Luciani był odważny i otwarty, kochał biednych, był człowiekiem ludu i z ludu, nie doceniał jednak sił działających w Watykanie, z którymi musiał się zmierzyć. Jednak, jak wyjaśniał, "bez ryzyka nie da się przeprowadzić żadnych reform". Nie do końca chyba uświadamiał sobie, jak wysokie będzie to ryzyko.
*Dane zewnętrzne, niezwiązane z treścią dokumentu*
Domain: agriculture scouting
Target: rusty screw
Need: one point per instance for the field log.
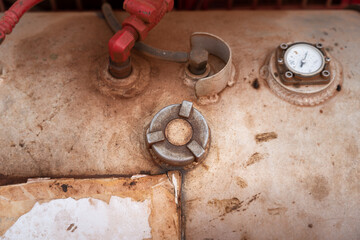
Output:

We wrześniu 1978 roku Mino Peccorelli, dziennikarz i mason, który popadł w niełaskę loży P2, opublikował na łamach macierzystego "Osservatore Politico" artykuł pod tytułem Wielka Loża Watykanu, zawierający listę stu dwudziestu jeden nazwisk wysokich rangą prałatów, kardynałów i biskupów, członków watykańskiej loży "Ecclesia". Na liście znajdowali się między innymi Paul Marcinkus i Donato de Bonis, szef IOR, a nawet Pasquale Macchi, sekretarz papieża Pawła VI, a także sekretarz stanu kardynał Jean Villot (w loży znany jako Jeanni pod numerem 041/03, przyjęty w Zurychu 6 sierpnia 1966 roku), osobisty sekretarz Jana Pawła I, "minister spraw zagranicznych" kardynał Agostino Casaroli, kardynał Ugo Poletti, wikariusz Rzymu, kardynał Sebastiano Baggio, przewodniczący Kongregacji Bi­skupów i zastępca redaktora naczelnego "Osservatore Romano”, "tuby Watykanu”. Całe osobiste otoczenie Lucianiego składało się z członków loży P2.